Pour le philosophe Philippe-Joseph Salazar, il convient de distinguer rhétorique, éloquence et art oratoire. Mais aussi communication et rhétorique. Exercice politique propre à la démocratie, la rhétorique est menacée de dépérir, à confondre argumentation et sollicitation d’émotions éphémères. S’agit-il de persuader ou d’impressionner ?
Rhétorique, éloquence, art oratoire… quelle différence faites-vous entre ces termes?
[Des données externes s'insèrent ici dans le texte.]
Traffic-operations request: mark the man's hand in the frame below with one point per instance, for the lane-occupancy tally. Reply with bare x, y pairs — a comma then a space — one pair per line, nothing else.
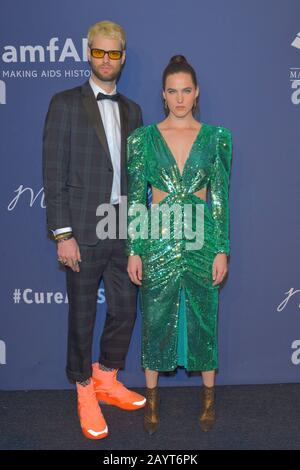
134, 269
219, 269
68, 254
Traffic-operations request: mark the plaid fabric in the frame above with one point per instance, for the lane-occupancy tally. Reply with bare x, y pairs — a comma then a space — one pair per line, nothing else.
77, 168
106, 260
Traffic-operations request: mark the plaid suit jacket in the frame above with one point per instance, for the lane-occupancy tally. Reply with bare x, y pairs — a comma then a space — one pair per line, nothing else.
77, 167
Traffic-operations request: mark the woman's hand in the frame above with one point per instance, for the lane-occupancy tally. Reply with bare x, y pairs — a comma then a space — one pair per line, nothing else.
134, 269
219, 268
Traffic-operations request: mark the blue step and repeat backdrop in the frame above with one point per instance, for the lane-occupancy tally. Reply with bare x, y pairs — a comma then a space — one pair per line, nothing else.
247, 57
J’ai tendance à réserver « art oratoire » pour toute forme de prestation éloquente qui implique une croyance religieuse – le sermon, par exemple – ou idéologique tellement forte qu’il est impossible pour l’auditoire-cible de n’être pas d’accord. L’auditoire est captif ou acquis à des croyances assénées comme des vérités qui ne font pas l’objet de débat. C’est étranger à l’art et à la rhétorique qui consiste à argumenter sur des termes souvent mal définis, des concepts vagues, des opinions transitoires, qui n’ont aucune valeur de vérité en dehors du groupe concerné. Le rhéteur doit en effet s’adapter au public auquel il s’adresse pour se brancher sur ce que ce public-là, devant lui, croit être telle ou telle vérité. Par « rhéteur », j’entends celui qui conçoit un discours, par opposition à « orateur », qui en donne la performance. Bref, un bon rhéteur ou orateur devrait être capable, le lendemain, de fabriquer ou de tenir un discours aussi persuasif mais différent devant un auditoire aux opinions autres. Dans certaines grandes écoles, les élèves s’entraînent à des prestations dites d’éloquence. L’effet est souvent réussi… mais le discours est prononcé devant un public acquis et conquis d’avance du fait même du rituel scolaire. Ils sont éloquents, ils « parlent bien », plus ou moins, mais c’est une mise en scène. Devant une foule en colère, les choses sont bien autres. Il existe donc deux prestations différentes de parole éloquente : une prestation devant un public homogène, conquis – ou acquis – d’avance, et nous sommes plus dans l’art oratoire ; ou une prestation de persuasion en direction d’un public hétérogène qui peut très bien se dire qu’on lui raconte n’importe quoi, et là nous sommes véritablement en rhétorique.